Ужин показался мне бесконечным. В гостиной я подошла к окну, вдохнула холодный и колючий ночной ветер, одиноко странствовавший по городу; он летел над спящими, толкал полуночных прохожих и навевал грезы о зеленых лугах всем этим людям, оцепеневшим от сна или алкоголя. А для меня, в этой неизменной гостиной со всеми ее надоевшими кривляками, этот ветер, свирепый и вечный, прилетевший откуда-то из просторов Вселенной, был единственным другом и единственным доказательством моего существования. И когда ветер успокоился и волосы снова упали мне на лоб, мне показалось, что и сердце мое тоже стремительно падает и что я сейчас умру. Умереть, почему бы и нет? Я стала жить, потому что тридцать лет назад мужчина и женщина полюбили друг друга.
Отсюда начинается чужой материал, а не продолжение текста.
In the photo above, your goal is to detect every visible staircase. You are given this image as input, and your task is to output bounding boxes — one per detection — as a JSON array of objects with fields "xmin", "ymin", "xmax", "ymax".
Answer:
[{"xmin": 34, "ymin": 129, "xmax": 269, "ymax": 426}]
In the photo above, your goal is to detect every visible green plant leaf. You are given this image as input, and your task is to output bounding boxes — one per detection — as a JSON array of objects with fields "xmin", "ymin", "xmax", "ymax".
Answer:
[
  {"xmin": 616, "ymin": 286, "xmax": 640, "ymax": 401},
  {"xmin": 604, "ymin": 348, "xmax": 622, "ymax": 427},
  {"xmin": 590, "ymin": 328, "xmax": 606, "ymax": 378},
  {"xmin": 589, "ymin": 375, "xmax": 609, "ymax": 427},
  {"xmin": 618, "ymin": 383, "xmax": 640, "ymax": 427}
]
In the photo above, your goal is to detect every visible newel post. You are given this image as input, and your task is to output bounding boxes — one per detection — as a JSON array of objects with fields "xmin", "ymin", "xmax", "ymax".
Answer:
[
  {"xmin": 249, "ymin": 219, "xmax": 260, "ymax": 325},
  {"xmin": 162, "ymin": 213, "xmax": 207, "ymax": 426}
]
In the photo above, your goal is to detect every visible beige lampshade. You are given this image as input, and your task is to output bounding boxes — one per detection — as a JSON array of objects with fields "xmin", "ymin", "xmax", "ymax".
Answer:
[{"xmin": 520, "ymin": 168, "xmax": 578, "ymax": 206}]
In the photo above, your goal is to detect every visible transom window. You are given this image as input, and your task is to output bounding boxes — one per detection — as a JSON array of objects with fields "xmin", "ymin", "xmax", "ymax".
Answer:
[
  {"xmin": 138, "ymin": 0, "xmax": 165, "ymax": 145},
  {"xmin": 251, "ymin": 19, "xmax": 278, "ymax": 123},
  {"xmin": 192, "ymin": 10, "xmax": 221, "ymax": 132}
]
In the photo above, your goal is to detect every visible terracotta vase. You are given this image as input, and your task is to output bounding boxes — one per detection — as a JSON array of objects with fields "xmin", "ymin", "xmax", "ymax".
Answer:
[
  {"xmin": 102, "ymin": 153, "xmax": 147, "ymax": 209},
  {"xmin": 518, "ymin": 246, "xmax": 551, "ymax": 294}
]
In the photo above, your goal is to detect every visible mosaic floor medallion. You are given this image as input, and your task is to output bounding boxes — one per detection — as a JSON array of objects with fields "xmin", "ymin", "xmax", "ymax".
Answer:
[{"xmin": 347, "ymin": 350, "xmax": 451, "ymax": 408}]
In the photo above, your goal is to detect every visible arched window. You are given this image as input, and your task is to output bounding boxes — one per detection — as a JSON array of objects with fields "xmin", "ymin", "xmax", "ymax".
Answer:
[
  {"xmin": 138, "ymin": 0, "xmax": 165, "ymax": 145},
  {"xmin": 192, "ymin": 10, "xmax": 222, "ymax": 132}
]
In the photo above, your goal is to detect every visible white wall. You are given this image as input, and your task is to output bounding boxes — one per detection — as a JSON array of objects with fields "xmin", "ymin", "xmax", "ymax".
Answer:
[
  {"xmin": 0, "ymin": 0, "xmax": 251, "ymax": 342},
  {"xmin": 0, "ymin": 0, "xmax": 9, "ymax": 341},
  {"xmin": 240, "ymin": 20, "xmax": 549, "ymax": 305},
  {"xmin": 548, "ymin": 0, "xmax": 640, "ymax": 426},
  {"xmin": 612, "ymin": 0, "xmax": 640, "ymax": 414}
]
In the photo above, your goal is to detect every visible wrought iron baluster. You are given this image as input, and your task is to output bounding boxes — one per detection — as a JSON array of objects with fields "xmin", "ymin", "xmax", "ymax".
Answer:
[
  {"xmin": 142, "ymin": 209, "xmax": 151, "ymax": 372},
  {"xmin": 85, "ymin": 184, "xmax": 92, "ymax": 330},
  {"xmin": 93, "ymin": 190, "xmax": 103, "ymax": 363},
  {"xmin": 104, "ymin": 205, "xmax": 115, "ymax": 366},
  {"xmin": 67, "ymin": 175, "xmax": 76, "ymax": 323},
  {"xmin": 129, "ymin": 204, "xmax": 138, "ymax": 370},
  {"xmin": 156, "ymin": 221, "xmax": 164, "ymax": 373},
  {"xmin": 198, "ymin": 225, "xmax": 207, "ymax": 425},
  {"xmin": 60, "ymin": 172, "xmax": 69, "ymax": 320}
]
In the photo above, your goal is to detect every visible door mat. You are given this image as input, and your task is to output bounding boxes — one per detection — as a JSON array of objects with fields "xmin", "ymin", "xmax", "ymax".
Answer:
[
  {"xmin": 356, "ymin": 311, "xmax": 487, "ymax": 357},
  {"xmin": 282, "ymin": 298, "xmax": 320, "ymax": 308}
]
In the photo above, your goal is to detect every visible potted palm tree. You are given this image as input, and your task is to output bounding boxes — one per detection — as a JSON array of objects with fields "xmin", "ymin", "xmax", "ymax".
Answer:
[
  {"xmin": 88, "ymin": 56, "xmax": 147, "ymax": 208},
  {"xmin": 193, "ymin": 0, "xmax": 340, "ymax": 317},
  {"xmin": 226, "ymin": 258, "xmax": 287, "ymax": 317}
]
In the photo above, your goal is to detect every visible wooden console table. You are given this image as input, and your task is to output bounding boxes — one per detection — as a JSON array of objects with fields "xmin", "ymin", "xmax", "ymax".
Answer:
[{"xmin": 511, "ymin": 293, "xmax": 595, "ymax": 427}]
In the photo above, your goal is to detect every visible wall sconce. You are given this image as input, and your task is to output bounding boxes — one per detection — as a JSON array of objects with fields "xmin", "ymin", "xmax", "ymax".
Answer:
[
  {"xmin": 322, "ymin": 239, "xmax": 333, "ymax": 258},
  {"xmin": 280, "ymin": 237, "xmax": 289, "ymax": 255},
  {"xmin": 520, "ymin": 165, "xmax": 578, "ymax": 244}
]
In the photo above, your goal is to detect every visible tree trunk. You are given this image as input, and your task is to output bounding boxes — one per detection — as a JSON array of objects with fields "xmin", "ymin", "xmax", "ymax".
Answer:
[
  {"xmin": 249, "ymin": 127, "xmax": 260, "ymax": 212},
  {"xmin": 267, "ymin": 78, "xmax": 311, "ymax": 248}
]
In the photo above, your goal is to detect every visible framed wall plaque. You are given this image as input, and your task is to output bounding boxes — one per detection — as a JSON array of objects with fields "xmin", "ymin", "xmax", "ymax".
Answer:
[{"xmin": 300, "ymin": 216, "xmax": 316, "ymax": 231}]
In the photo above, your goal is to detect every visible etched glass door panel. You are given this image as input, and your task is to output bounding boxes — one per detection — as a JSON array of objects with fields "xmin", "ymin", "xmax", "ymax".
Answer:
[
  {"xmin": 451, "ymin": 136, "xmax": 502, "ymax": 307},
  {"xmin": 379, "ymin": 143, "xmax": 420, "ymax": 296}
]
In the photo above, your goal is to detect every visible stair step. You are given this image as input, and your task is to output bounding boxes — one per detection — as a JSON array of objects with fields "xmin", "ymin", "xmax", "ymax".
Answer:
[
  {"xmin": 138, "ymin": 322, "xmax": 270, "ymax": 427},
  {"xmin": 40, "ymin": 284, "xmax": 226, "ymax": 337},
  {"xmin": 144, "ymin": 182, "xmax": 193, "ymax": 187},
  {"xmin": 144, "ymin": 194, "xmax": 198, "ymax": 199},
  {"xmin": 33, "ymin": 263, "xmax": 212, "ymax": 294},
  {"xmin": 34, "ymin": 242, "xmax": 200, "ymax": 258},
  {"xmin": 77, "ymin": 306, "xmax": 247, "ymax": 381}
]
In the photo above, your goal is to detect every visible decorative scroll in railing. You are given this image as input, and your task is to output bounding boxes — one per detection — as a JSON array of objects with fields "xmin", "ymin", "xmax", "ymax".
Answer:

Почему же теперь, через тридцать лет, не решиться умереть одинокой женщине – в данном случае мне, – потому что она никого не любит и поэтому не желает дать жизнь новому пришельцу? Самые простые выводы, основанные на примитивной логике, часто самые лучшие. Достаточно посмотреть, до какого разложения дошло общество, затопленное полунаукой, полуморалью и полуразумом. А если вдуматься, если вслушаться, этот вечер доносит тысячи тревожных, испуганных, отчаявшихся голосов, далеких и близких, голосов живых, но из-за многочисленности и монотонности заледеневших и ставших безмолвными, как огромный полый айсберг или как иной референдум. Вот так, где-то далеко блуждали мои мысли, но все проходило без потерь: я вовремя улыбалась на какую-нибудь реплику, вовремя благодарила за поднесенную зажигалку, иногда вставляла слово, ничего не значащее, но уместное. Я чувствовала, как далека от них. Но, увы, не выше их. И моя отчужденность заставляла меня сомневаться скорее в своем представлении об этих людях, чем в них самих. Во имя кого или чего их осуждать? И хотя в тот вечер я чувствовала, что мне надо немедленно бежать от этих людей, оставить их, однако объяснить, почему, я не могла; если это было чем-то вроде морального удушья, то они были повинны в этом не более, чем я сама. Я ничего не понимала, что правда, то правда, в их иерархии, в их успехах и поражениях, но у меня и не было никакого желания понять. Мне надо было вырваться, отбиться, как говорят регбисты. Этот термин был здесь очень кстати: всю мою юность я играла на переднем крае, с Аланом держала упорную защиту, а теперь у меня сдало сердце и я выхожу из игры. Я покидаю зеленое, чуть желтеющее поле, покидаю игру без судей и без правил, которая была когда-то моей. Я одна, и я ничто.